It is no secret that nearly all of Oregon's estuaries have serious problems. There are occasionally articles about the need for dredging in one or another estuary, or efforts to deal with an acute environmental problem, such as the sunken cargo ship Pasley leaking oil into Yaquina Bay back in the 1990s. All estuaries connected to a town, such as Newport, Brookings, Tillamook or Bay City, also face threats from urban runoff and associated chemical pollutants. But even relatively pristine estuaries, such as the Salmon River estuary or Sand Lake estuary, face problems, especially of sedimentation. Why?
The answer is simple: excessive logging in the Coast Range, which has been ongoing for more than a hundred years, has dramatically increased the influx of sediment into estuaries, at rates far above the estuaries' natural capacity to handle it. This means the sediment load is not -- and cannot be -- flushed out to sea, as would normally happen during storm surges and floods. Clearcutting, associated road-building and the ecological abuse of riparian zones have all contributed to estuaries' problems. Additional disasters, such as the Tillamook Burns of the 1930s through the 1950s (which resulted from logging operations), have exacerbated problems in some estuaries; Tillamook Bay, for example, is now only a few feet deep at high tide.
Solving estuarine sedimentation is not only an exceedingly complex process, but also an expensive one. Initially, there needs to be accurate mapping of water flow and sediment deposits in an estuary, along with monitoring for pesticides used in timber management and agriculture, and urban chemicals. Though moving all, or most, of the sediment from even a small estuary is a gargantuan task, it may be possible to restore a main channel so the estuary can more successfully flush sediment out to the ocean.
Without a functioning estuary, salmon cannot easily migrate to and from the ocean, and this ultimately starves the forests of the Coast Range of nitrogen.
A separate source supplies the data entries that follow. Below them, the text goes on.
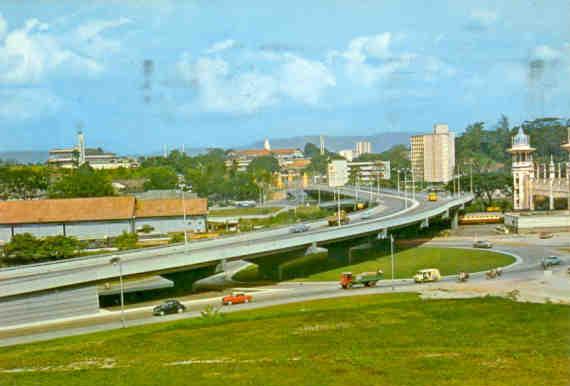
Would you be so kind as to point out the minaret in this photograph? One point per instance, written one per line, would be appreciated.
(266, 145)
(566, 147)
(522, 171)
(81, 147)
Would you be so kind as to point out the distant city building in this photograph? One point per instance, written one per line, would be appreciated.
(97, 218)
(78, 155)
(337, 172)
(347, 154)
(362, 147)
(342, 172)
(433, 155)
(242, 158)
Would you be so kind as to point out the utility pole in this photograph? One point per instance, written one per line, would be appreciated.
(182, 188)
(398, 180)
(117, 261)
(392, 257)
(471, 176)
(338, 206)
(413, 185)
(405, 189)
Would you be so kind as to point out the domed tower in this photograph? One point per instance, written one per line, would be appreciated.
(566, 147)
(523, 171)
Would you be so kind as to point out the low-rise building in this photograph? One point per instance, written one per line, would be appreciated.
(78, 155)
(342, 172)
(100, 217)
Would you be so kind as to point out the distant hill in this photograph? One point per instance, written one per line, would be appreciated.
(380, 142)
(24, 156)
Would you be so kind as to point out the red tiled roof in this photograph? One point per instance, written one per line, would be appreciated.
(66, 210)
(95, 209)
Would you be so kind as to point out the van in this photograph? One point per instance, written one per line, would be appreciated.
(427, 275)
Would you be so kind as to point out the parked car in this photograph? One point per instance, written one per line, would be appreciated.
(482, 244)
(236, 298)
(550, 261)
(299, 228)
(427, 275)
(502, 229)
(169, 307)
Salmon die after spawning, and their carcasses provide nitrogen to the forest. In addition, many creatures, from shrews and eagles to bears benefit greatly from the nutrients in salmon carcasses, as do young salmon putting on weight for their migration to the sea.
Moreover, the eelgrass beds needed by salmon suffer in a degraded estuary. Some salmon species spawn in estuaries; but all salmon species use estuaries as an essential way station for days or weeks to allow their bodies to adjust to the change between fresh water and salt water as they migrate to or from their natal streams.
Oregon leadership thus far has done an abysmal job of curbing logging abuses that harm estuaries; in 2015 Oregon became the first and so far only state to have federal funding withdrawn by the Environmental Protection Agency (EPA) for failing to put in place an effective nonpoint pollution program. The main issue for the EPA? Oregon's leaders have failed to enact, let alone enforce, logging restrictions to protect streams in the coastal region from sediment runoff.
Oregon's estuaries can certainly be improved and brought back to better functioning than they now have. But it takes more political will than the state's leaders have shown thus far. It is much easier to do a salmon improvement project in an estuary than to stop clearcutting in the Coast Range and remove hundreds of miles of poorly constructed roads. In other words, symptomatic fixes are politically easier -- and cheaper -- than the costly, often longterm, systemic repairs. But our estuaries, from which we derive so much, deserve nothing less than sustained attention.